You know me well, and herein spend but time To wind about my love with circumstance. And out of doubt you do me now more wrong In making question of my uttermost Than if you had made waste of all I have. Then do but say to me what I should do That in your knowledge may by me be done, And I am pressed unto it. Therefore speak. (A I , s i)
After Bassanio shows concern about the money he owes Antonio, Antonio reassures Bassanio by describing how he views their friendship. Antonio passionately explains that Bassanio should not worry about this money because their friendship is stronger than any debts. Antonio adds that when Bassanio doubts their friendship’s strength, he creates more worry and pain than any financial strain can cause. Antonio and Bassanio’s relationship reflects the theme of friendship throughout the play. The two men clearly care very deeply for one another.

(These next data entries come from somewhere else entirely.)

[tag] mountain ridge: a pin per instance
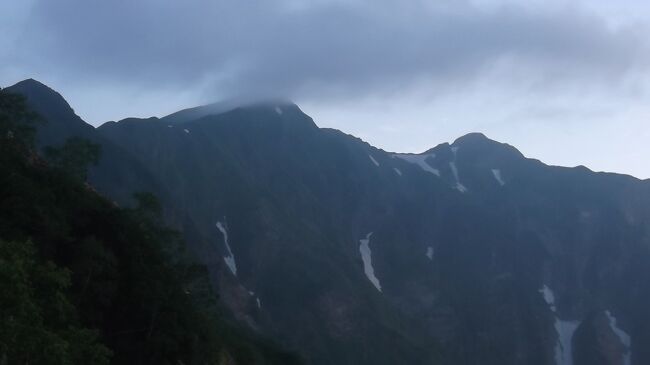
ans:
(468, 246)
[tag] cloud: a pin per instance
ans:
(324, 49)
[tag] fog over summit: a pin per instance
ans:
(402, 74)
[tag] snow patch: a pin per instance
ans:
(419, 160)
(622, 335)
(497, 176)
(563, 349)
(373, 160)
(230, 258)
(430, 253)
(564, 329)
(549, 297)
(454, 170)
(366, 257)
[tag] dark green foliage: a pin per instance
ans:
(74, 157)
(17, 122)
(99, 282)
(38, 323)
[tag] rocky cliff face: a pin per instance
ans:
(469, 253)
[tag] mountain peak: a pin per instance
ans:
(41, 96)
(474, 137)
(190, 114)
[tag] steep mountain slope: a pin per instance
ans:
(86, 282)
(469, 253)
(117, 175)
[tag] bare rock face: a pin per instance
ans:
(471, 240)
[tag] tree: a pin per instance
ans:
(37, 320)
(74, 157)
(17, 121)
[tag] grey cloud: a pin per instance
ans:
(319, 48)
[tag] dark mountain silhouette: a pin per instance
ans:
(469, 253)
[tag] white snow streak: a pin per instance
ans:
(497, 176)
(622, 335)
(366, 257)
(563, 350)
(549, 297)
(230, 258)
(430, 253)
(419, 160)
(564, 329)
(454, 170)
(373, 160)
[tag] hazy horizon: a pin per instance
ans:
(564, 82)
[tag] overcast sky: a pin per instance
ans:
(566, 82)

To you, Antonio, I owe the most in money and in love, And from your love I have a warranty To unburden all my plots and purposes How to get clear of all the debts I owe. (A I, s i)

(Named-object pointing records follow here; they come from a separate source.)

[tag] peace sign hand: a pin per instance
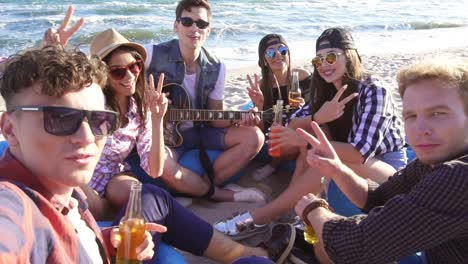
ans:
(255, 94)
(155, 99)
(62, 35)
(332, 110)
(322, 156)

Bassanio tells Antonio that he wants to find an honorable way to pay his financial debt back to Antonio. He uses this moment to recognize his friendship with Antonio, declaring that he not only owes him money, but also love. He also affirms that he knows that Antonio cares for him and will help him decide on the best way to pay off his debts. This interchange clearly displays a friendship with a strong bond.
I saw Bassanio and Antonio part. Bassanio told him he would make some speed Of his return. He answered, “Do not so. Slubber not business for my sake, Bassanio But stay the very riping of the time. And for the Jew’s bond which he hath of me, Let it not enter in your mind of love. Be merry, and employ your chiefest thoughts To courtship and such fair ostents of love As shall conveniently become you there.” And even there, his eye being big with tears, Turning his face, he put his hand behind him, And with affection wondrous sensible He wrung Bassanio’s hand. And so they parted. (A II, s viii)

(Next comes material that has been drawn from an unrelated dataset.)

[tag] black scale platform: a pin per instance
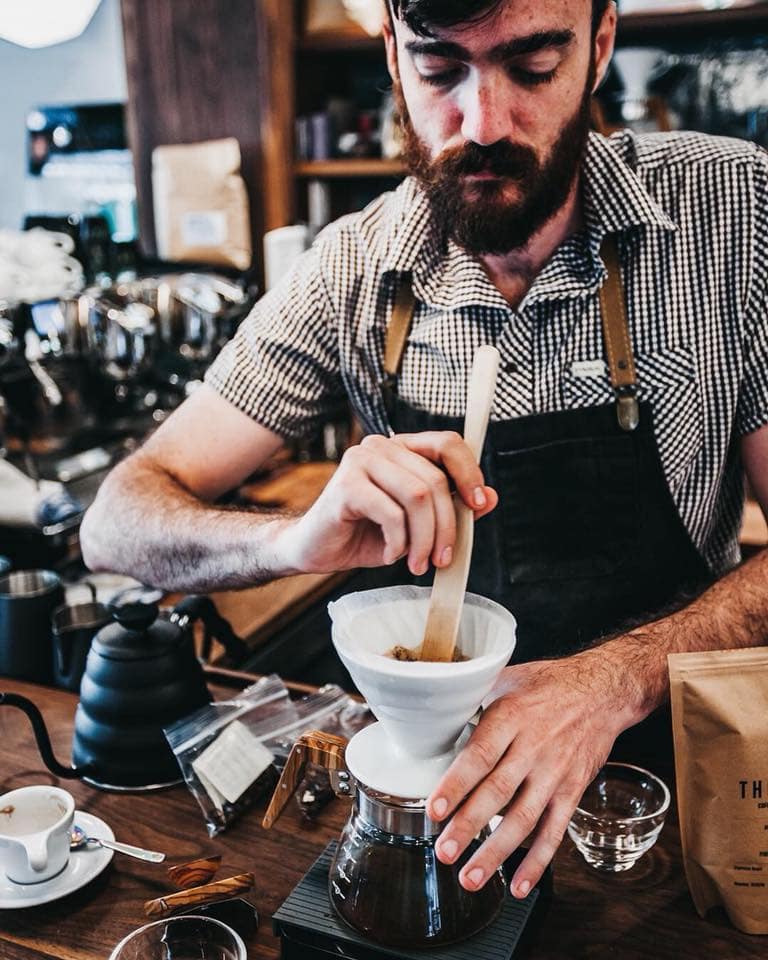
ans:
(308, 927)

Salarino describes Antonio and Bassanio’s friendship to Solanio by explaining the scene of their goodbye as Bassanio left to win Portia’s heart. Salarino’s description indicates that Bassanio and Antonio share a very close bond. Their relationship seems to mirror that of a father and son as Antonio feels proud of Bassanio and will do anything to help him succeed in love and life, but he also finds saying goodbye bittersweet. This heartfelt moment between Bassanio and Antonio as described by Salarino further develops the theme of friendship in the play.